Le mot palikur Axtig qui se prononce “ashtig” désigne les bêtes féroces, dévoreuses d’hommes, qui vivent surtout dans la rivière sans os. Elles peuvent revenir fréquenter les hommes sous forme d’animaux fabuleux. Ce sont des êtres de l’autre monde « la mère des raies ne vivait pas dans nos eaux mais dans l’Amazone où il existe la rivière sans os, où le léger plonge et le lourd flotte. »
Les Wanessés (piranhas géants), le Wahamawi (anaconda), le grand Wavaman (caïman noir), le dindriyé (énorme caïman) et le pawtou (oiseau) sont des « axtig ». Ils peuvent changer de forme et se transformer en hommes aux pouvoirs surnaturels. Pour se transformer de nouveau en animal mythique ils doivent revêtir une « veste » leur donnant l’apparence de ces animaux. Ils ont plus de pouvoirs et sont plus dangereux pour l’homme quand ils ont la forme animale. Certains de ces êtres, comme la grand-mère crapaud, sont gentils pour les humains. Ils sont souvent appelés « mangeurs d’hommes ».

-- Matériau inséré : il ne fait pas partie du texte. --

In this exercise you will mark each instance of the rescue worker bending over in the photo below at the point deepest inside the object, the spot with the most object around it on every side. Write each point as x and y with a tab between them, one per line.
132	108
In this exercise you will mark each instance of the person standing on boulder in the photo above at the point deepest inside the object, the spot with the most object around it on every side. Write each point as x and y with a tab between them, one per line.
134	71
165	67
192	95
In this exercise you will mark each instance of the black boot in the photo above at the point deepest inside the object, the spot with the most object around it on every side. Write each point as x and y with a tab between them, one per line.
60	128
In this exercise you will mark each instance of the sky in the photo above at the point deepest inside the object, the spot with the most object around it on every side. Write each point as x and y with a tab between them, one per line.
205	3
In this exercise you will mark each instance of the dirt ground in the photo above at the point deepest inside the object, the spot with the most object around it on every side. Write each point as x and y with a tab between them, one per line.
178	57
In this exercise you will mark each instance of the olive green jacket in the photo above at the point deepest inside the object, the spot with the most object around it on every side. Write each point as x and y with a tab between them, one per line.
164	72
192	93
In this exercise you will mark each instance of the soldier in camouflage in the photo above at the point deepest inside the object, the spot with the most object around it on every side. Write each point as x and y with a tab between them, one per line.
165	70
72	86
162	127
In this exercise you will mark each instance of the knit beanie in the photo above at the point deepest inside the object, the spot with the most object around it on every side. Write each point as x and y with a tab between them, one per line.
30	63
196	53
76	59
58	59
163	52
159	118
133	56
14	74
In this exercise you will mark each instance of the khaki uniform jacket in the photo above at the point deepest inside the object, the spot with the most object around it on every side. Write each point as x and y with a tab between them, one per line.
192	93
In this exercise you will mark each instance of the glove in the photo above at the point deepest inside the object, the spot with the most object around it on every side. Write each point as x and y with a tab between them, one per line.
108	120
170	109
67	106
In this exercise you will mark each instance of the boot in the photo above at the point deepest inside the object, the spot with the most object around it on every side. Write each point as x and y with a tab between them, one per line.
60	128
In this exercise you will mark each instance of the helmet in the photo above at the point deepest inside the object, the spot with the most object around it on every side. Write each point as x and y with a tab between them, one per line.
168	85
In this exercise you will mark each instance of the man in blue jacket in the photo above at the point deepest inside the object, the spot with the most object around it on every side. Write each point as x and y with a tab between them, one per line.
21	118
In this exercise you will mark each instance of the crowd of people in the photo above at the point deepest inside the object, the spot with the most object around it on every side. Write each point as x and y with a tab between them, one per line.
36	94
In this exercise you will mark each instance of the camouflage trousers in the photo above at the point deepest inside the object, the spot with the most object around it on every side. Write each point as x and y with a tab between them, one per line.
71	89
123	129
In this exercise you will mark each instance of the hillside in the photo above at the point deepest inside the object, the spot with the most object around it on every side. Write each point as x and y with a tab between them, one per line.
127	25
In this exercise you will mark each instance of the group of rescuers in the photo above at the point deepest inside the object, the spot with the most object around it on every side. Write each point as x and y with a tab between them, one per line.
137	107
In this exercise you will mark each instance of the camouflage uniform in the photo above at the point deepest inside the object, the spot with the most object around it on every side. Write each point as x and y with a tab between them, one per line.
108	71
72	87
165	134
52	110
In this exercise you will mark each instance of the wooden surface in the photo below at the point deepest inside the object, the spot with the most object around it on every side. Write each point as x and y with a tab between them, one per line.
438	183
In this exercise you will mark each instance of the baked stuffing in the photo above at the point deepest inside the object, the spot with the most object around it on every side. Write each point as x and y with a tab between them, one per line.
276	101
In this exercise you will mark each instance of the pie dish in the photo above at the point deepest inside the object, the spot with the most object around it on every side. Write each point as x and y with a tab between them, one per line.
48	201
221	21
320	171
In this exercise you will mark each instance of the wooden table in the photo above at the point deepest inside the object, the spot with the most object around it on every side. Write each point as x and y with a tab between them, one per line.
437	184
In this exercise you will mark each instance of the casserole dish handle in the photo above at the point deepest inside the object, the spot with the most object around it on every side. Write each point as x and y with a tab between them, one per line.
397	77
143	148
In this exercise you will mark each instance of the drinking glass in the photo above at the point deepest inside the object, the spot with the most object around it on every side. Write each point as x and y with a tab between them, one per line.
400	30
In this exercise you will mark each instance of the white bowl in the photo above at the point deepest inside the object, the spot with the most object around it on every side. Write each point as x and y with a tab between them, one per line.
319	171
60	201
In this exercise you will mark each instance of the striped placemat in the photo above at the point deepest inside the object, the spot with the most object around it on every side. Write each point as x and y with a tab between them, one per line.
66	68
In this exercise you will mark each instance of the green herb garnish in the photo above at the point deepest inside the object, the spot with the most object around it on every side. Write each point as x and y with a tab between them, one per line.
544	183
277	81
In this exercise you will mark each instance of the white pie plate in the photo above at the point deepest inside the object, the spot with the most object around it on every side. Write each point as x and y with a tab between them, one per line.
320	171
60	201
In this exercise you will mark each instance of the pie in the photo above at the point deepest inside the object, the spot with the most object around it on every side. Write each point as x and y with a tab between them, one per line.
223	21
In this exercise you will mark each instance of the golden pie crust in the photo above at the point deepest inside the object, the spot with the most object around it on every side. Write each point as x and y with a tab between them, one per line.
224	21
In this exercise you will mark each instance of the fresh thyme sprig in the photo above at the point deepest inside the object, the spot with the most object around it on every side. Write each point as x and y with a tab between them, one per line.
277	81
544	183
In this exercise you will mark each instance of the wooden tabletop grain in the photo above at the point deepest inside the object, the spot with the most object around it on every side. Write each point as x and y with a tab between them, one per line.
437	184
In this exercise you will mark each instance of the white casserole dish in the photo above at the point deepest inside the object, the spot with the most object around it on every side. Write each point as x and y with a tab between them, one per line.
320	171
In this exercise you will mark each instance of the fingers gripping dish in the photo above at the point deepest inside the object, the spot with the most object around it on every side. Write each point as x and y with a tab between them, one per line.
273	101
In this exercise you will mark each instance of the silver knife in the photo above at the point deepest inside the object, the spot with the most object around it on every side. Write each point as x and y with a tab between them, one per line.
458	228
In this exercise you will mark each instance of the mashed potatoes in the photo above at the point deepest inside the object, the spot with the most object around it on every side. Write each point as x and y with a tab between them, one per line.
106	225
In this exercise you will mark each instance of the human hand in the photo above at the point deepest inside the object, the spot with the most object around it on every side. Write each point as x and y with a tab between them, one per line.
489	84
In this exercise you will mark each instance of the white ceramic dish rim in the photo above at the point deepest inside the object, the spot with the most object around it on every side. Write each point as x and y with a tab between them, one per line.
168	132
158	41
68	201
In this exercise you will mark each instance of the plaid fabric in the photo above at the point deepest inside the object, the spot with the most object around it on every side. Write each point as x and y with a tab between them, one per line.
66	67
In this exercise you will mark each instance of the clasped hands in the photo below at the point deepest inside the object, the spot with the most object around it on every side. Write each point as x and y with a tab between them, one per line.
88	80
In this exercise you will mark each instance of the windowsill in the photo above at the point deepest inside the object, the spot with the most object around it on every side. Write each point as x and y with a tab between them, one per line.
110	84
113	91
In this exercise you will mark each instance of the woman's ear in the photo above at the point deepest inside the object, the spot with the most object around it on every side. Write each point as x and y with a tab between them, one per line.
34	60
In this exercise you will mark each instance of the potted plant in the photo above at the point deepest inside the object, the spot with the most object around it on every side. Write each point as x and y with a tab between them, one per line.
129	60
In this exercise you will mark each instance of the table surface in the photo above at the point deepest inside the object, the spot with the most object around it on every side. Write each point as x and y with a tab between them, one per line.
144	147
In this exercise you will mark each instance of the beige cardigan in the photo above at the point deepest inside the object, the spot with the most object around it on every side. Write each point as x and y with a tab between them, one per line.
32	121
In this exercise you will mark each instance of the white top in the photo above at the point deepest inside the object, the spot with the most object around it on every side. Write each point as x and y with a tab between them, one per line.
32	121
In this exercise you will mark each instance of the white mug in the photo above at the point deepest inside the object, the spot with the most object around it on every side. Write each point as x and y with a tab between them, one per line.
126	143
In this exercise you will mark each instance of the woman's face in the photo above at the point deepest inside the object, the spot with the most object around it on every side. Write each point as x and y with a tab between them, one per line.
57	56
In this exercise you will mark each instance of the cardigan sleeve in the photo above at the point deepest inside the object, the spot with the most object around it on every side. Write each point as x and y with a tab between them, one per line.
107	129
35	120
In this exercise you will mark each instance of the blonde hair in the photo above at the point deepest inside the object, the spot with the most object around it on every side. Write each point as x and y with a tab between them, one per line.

Un humain peut être transformé en « axtig » en revêtant cette veste 2 :
Vous découvrirez aussi dans ces recueils la vie quotidienne de ces Amérindiens : leur alimentation à base de manioc dont la transformation permet d’aboutir aux « cassaves » ou galettes et au « couac », semoule qui accompagne tous les autres mets. Le manioc fermenté et préparé avec de la patate douce et parfois des fruits donne la boisson traditionnelle et rituelle : le cachiri, dont ils préparent d’énormes quantités. On raconte qu’ils construisent des « maisons » remplies de jarres de cachiri.

Ces récits, totalement inédits, ont été recueillis par Mauricienne Fortino auprès de Antonio Felicio Inacio, chef coutumier du village amérindien de Kamuyene à Macouria en Guyane, que nous tenons à remercier. Ils ont été écrits en français par Mauricienne Fortino. Elle-même Palikur, Mauricienne consacre une grande partie de sa vie à collecter et sauvegarder la tradition de son peuple.
Le dernier chamane palikur vit encore en Guyane, mais aura-t-il un successeur ?
Nicole Launey enseignante de Lettres
Les neuf chamanes et le maître de la pluie
Il y a très, très longtemps de cela, je ne pourrais pas vous dire exactement la date ou même l’année à laquelle se passa cette histoire.